Nieletni mogą kupować e-papierosy - alarmuje "Dziennik Polski". Żadne przepisy nie zabraniają ich sprzedaży osobom poniżej 18 roku życia. Dostęp do nich nie jest regulowany przez ustawę o ochronie zdrowia. Wszystko dlatego, ze nie zawierają tytoniu.
Elektroniczne papierosy nie są też traktowane jako nikotynowa terapia zastępcza. Nie obejmuje ich przez to prawo farmaceutyczne - zwraca uwagę "Dziennik Polski".
E-papierosy znalazły się w pewnego rodzaju luce prawnej, przez to są dostępne dla wszystkich - mówi Dominika Kawalec ze Stowarzyszenia "Manko", prowadzącego m.in. kampanie społeczne informujące o szkodliwości palenia.

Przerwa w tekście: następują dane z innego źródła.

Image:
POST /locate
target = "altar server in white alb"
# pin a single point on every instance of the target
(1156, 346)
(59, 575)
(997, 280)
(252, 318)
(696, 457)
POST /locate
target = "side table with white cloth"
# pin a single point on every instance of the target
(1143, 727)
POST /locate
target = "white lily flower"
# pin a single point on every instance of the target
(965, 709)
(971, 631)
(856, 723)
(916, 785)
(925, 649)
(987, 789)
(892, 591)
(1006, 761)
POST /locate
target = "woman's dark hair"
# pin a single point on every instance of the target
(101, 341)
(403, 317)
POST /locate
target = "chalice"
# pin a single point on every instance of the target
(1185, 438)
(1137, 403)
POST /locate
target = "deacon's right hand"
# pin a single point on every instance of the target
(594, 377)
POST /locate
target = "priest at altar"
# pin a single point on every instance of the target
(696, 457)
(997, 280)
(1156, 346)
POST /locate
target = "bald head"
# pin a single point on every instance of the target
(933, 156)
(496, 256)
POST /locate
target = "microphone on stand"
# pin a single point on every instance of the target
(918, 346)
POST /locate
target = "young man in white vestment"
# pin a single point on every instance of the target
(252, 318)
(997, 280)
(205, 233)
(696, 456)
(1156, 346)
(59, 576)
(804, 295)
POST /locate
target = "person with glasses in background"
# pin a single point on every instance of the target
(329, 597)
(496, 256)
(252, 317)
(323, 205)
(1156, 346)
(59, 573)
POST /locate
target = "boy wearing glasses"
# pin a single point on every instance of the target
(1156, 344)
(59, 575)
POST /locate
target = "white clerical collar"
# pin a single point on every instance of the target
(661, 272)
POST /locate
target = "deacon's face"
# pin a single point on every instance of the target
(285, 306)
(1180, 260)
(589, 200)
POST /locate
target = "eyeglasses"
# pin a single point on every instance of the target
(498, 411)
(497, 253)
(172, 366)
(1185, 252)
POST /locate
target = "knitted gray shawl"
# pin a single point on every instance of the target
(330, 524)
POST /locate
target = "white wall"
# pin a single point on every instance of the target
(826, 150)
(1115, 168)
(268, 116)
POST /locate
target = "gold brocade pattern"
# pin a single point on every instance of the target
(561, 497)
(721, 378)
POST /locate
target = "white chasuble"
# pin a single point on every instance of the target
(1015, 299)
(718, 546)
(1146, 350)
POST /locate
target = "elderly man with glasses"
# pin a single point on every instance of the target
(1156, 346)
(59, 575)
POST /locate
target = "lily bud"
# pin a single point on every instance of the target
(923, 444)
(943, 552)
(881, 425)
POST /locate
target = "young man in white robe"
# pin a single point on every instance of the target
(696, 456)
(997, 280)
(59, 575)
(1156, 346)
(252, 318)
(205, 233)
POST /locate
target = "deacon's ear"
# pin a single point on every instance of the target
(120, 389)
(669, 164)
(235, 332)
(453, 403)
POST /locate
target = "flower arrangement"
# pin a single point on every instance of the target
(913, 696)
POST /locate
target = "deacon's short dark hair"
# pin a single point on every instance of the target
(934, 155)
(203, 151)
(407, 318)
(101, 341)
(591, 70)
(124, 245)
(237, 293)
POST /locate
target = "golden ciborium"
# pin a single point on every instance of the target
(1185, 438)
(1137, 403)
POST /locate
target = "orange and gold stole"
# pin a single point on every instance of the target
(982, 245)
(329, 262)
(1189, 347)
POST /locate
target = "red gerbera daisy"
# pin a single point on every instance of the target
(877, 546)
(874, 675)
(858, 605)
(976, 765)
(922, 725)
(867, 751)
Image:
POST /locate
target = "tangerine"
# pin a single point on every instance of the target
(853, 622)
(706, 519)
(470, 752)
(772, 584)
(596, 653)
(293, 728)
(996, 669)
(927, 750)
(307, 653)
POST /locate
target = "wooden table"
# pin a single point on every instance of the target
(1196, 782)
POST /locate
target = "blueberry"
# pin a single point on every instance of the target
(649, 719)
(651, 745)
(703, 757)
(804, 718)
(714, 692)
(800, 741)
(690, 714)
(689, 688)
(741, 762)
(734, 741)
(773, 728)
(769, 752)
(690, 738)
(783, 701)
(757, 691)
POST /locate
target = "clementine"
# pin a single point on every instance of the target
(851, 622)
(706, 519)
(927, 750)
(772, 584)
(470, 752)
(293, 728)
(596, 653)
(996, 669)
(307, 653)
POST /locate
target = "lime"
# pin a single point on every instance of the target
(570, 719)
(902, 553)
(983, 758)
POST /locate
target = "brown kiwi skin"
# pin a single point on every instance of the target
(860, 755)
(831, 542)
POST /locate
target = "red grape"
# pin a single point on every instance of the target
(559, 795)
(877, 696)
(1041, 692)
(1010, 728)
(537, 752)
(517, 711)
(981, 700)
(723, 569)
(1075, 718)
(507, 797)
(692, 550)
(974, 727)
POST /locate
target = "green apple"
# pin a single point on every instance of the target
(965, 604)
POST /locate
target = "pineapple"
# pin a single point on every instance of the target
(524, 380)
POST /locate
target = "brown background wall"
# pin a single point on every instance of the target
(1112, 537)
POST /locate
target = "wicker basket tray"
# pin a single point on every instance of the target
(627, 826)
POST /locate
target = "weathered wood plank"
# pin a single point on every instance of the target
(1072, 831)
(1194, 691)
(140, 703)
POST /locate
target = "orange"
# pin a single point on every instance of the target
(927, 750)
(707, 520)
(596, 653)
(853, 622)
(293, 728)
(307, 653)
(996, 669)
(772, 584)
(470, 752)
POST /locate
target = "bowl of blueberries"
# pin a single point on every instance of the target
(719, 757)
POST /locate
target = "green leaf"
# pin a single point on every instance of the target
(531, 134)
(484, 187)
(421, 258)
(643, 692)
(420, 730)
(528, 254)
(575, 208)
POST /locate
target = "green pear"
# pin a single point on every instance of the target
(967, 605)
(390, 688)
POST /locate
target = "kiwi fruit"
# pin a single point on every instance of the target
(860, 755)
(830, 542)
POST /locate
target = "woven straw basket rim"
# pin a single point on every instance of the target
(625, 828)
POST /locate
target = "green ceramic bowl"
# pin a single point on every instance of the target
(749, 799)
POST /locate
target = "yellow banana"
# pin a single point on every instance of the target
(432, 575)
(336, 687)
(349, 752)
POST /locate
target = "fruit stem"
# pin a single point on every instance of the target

Według ekspertów korzystanie z zastępującego tradycyjne papierosy e-gadżetu może prowadzić do nałogu. Większość płynów używanych w e-papierosach zawiera nikotynę, która jest uzależniająca - wskazuje prof. Andrzej Sobczak z Instytutu Medycyny Pracy w Sosnowcu. Jak dodaje, dla młodej osoby, która nie miał jeszcze kontaktu z nikotyną, pierwszy e-papieros może być początkiem uzależnienia od tradycyjnych papierosów.
Oburzenia sprawą nie kryje poseł PO Ireneusz Raś. Przecież to nie są zabawki. Przepisy zabraniające sprzedaży dzieciom e-papierosów powinny wejść w życia jak najszybciej - mówi polityk.